Le regard ascendant ne l’est que d’une fondation conceptuelle et est faussement ontologique. C’est vrai aussi pour le regard descendant. Il s’ancre en fait sur une fondation conceptuelle à propos de ses propres modes de fonctionnement mentaux. Il est faussement épistémique. Ce n’est pas la fusion consciente qui juge ses parties, mais des parties conceptuelles qui jugent les processus conscients. Direction ascendant à l’intérieur même de l’esprit.

Le seul véritable regard descendant est l’expérience des processus. C’est éprouver le fonctionnement de l’esprit, la séquence des processus surimposés dans la dimension complexe. L’analyse du processus est toujours ascendante, son résultat éprouvé est toujours descendant.

Heidegger a dit : « La science ne pense pas ». Le philosophe traduit ainsi l’idée que la science soit une pure approche ontologique. Elle est fausse. La science pense depuis la représentation qu’elle place à la base de la dimension complexe. Tandis que les représentations non scientifiques (art, religions, fictions) occupent le sommet. Les scientifiques sont fortement contingentées par l’essence du réel, mais toutes sont des productions de l’esprit.

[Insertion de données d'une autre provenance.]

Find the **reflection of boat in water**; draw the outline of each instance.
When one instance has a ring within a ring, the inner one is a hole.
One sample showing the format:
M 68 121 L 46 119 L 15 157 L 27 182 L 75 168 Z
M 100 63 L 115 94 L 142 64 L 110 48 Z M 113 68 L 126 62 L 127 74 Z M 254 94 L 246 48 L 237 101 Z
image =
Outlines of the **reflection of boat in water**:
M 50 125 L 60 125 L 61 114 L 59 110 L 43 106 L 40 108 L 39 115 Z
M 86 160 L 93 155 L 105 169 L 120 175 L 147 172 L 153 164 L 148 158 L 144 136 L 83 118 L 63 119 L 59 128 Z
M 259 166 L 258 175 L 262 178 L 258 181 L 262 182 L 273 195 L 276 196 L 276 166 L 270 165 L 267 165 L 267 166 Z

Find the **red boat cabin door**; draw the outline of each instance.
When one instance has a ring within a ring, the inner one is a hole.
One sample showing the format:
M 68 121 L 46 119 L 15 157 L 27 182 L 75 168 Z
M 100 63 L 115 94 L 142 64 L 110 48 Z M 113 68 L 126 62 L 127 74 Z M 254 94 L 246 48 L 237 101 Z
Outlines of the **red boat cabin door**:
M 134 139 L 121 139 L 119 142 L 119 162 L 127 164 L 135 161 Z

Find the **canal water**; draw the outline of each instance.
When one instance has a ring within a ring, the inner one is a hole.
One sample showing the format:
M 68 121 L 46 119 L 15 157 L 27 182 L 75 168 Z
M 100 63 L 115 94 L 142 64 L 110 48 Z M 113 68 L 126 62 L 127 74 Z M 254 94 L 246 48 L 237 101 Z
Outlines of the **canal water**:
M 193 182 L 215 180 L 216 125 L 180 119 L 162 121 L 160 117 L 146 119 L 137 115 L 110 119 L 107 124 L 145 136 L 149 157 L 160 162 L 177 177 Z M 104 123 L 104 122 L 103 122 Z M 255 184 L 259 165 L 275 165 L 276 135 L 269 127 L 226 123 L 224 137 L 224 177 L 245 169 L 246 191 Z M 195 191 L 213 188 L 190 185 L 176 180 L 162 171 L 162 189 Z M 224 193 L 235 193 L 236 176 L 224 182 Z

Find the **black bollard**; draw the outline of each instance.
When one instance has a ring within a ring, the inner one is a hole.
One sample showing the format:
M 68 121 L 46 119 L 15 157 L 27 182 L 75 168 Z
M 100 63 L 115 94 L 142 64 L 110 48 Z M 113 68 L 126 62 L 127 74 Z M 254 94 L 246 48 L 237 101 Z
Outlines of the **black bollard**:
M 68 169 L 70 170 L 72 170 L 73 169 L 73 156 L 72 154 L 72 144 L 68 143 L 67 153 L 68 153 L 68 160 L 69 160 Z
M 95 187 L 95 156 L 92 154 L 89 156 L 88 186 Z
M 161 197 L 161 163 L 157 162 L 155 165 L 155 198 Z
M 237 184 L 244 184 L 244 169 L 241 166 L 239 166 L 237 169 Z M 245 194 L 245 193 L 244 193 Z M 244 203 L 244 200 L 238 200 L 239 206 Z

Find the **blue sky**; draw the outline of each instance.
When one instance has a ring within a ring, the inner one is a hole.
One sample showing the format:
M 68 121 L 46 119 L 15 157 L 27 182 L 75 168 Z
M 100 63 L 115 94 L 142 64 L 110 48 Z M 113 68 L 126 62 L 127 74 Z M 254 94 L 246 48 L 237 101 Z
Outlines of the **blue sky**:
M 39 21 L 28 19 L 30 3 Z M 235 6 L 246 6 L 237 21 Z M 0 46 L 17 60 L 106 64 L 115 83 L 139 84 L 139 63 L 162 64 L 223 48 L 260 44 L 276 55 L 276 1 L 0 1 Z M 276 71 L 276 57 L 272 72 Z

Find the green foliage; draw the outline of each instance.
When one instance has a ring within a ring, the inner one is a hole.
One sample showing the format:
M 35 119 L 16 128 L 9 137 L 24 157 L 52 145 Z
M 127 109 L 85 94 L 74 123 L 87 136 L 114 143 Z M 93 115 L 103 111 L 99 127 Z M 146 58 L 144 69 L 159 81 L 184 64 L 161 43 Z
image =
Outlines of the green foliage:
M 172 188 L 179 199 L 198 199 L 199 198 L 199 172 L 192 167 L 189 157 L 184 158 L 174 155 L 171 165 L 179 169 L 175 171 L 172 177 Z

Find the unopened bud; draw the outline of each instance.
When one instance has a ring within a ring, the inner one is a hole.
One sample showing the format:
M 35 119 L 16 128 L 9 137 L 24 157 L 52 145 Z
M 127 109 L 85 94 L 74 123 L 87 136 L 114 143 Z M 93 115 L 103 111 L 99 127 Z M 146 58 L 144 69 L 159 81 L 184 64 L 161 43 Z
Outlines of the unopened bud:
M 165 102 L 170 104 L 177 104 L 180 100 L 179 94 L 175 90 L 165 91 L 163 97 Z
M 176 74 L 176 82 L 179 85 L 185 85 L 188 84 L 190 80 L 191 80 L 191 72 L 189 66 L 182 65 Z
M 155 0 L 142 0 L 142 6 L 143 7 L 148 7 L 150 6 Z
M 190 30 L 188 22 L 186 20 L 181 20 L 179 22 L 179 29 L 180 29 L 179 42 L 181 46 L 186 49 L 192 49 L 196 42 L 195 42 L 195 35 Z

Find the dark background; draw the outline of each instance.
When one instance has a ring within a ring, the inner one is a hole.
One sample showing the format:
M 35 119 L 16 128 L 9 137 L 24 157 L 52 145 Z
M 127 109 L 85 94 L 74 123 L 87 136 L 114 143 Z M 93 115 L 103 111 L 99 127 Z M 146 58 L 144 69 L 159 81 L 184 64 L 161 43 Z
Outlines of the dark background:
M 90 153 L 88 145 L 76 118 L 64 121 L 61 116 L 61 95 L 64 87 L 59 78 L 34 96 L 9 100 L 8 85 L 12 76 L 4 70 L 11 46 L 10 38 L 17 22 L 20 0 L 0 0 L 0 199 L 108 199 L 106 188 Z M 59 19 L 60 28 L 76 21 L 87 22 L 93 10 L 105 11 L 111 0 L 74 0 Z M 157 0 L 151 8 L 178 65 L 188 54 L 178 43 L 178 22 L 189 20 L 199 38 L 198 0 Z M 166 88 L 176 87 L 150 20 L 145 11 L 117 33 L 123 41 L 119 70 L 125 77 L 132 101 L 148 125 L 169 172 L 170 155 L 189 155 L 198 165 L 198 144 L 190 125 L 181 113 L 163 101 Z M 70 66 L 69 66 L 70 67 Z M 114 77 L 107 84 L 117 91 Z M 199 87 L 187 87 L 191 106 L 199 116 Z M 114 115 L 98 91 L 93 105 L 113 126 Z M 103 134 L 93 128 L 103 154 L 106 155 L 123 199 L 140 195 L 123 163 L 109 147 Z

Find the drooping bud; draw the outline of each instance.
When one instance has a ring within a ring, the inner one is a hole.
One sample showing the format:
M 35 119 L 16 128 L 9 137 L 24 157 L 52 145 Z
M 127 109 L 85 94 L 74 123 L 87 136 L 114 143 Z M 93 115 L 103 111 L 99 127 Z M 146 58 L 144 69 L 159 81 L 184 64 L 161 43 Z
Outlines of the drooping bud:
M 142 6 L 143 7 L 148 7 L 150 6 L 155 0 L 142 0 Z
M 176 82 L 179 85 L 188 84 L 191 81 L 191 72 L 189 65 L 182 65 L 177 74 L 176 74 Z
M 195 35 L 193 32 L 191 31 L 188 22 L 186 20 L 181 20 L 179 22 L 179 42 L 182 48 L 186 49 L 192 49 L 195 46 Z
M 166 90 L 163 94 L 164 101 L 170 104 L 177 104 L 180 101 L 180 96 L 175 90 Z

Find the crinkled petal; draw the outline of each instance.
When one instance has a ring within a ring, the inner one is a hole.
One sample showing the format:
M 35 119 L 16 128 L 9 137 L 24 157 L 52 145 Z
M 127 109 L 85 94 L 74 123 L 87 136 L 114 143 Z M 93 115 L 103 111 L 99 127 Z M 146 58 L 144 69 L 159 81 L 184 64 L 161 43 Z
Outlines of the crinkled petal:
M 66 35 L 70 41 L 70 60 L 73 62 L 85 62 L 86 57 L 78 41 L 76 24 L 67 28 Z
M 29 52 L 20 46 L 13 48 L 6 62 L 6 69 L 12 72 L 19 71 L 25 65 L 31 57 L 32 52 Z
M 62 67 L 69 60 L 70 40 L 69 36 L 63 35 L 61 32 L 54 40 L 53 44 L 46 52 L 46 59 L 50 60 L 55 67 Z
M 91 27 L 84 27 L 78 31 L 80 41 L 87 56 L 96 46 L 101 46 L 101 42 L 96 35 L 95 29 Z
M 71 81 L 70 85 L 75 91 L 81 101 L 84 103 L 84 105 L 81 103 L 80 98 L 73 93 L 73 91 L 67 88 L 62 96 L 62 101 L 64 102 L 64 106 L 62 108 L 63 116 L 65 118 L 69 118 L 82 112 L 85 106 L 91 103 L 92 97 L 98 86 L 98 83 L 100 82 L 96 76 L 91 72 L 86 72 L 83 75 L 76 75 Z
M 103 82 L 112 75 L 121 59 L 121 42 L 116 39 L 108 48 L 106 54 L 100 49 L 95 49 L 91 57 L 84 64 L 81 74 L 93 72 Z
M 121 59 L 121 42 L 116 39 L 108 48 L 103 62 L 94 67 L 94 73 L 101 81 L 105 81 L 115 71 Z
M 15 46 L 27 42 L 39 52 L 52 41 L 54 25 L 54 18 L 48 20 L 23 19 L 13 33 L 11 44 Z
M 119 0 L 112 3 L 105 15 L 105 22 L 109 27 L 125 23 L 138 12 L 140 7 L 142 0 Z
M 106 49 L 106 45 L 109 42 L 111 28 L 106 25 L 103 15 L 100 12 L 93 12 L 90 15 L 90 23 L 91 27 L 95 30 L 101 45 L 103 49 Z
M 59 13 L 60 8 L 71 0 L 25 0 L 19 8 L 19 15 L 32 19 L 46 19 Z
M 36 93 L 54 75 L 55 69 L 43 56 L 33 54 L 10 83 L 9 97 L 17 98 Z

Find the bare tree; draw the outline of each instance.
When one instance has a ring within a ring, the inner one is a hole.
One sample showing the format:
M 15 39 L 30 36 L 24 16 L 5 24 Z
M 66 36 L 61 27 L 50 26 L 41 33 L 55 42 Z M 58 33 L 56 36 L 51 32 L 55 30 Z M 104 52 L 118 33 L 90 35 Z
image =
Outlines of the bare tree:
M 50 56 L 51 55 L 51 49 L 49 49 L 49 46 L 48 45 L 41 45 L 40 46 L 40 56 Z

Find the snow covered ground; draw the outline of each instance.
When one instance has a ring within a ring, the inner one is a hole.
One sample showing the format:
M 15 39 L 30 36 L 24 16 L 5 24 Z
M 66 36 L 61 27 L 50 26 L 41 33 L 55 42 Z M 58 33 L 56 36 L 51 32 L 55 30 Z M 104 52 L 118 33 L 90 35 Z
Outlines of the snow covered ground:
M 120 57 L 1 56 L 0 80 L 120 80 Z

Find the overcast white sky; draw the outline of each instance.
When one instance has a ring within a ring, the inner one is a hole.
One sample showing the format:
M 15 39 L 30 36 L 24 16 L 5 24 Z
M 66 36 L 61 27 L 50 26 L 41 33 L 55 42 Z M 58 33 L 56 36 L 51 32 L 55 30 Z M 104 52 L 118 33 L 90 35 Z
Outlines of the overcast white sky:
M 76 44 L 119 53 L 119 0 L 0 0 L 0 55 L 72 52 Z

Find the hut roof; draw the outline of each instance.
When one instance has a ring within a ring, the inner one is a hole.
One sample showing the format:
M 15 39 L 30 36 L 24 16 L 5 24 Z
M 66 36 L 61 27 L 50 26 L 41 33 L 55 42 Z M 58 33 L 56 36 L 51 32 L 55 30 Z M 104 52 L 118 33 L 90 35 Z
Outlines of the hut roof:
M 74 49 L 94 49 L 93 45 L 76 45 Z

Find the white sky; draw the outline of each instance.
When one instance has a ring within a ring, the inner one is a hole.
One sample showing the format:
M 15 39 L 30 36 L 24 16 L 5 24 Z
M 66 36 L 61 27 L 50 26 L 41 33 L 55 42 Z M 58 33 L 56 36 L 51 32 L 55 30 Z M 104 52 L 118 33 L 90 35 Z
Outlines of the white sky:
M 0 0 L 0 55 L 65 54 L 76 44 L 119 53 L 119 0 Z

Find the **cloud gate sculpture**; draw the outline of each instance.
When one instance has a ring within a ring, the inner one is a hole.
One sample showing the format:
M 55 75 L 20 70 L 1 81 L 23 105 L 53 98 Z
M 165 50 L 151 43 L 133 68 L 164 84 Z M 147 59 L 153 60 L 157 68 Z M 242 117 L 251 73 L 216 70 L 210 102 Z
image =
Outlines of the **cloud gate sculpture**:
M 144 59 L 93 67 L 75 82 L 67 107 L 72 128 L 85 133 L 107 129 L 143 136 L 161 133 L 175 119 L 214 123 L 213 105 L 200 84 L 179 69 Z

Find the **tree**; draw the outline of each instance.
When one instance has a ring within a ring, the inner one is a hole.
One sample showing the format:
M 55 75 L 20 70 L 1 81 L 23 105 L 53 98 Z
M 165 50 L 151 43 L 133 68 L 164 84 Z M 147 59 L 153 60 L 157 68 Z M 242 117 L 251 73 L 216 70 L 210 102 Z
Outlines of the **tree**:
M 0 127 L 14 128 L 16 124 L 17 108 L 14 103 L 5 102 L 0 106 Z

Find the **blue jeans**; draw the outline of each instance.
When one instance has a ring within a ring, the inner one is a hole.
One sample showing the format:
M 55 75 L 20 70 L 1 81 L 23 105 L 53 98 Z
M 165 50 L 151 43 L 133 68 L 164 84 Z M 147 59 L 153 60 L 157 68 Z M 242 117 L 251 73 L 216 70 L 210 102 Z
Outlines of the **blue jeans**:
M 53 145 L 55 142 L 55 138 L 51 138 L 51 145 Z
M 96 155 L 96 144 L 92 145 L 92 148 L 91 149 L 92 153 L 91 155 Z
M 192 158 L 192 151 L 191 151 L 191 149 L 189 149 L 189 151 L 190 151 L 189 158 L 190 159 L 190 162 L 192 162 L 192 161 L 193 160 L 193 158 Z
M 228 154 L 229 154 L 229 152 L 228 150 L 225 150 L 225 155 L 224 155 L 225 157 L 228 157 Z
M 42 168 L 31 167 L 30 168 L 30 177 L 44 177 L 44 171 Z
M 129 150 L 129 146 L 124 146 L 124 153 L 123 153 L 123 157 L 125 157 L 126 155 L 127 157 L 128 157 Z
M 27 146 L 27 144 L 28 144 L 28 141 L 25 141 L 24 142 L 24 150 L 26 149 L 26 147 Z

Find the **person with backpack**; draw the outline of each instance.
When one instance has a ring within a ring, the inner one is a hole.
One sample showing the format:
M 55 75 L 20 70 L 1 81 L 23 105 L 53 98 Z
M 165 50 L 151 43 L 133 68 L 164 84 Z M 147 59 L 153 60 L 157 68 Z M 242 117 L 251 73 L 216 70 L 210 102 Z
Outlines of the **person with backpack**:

L’histoire de la science est celle d’une religion bouleversée par des changements radicaux de dogme. L’essence du réel, elle, n’a jamais varié. Il faut bien qu’elle ait été pensée pour que ses apparences aient autant changé. Comment son masque pourrait-il être modelé sans quelques fictions ? La science est une interaction permanente entre les pôles Esprit et Réel, au même titre que la philosophie.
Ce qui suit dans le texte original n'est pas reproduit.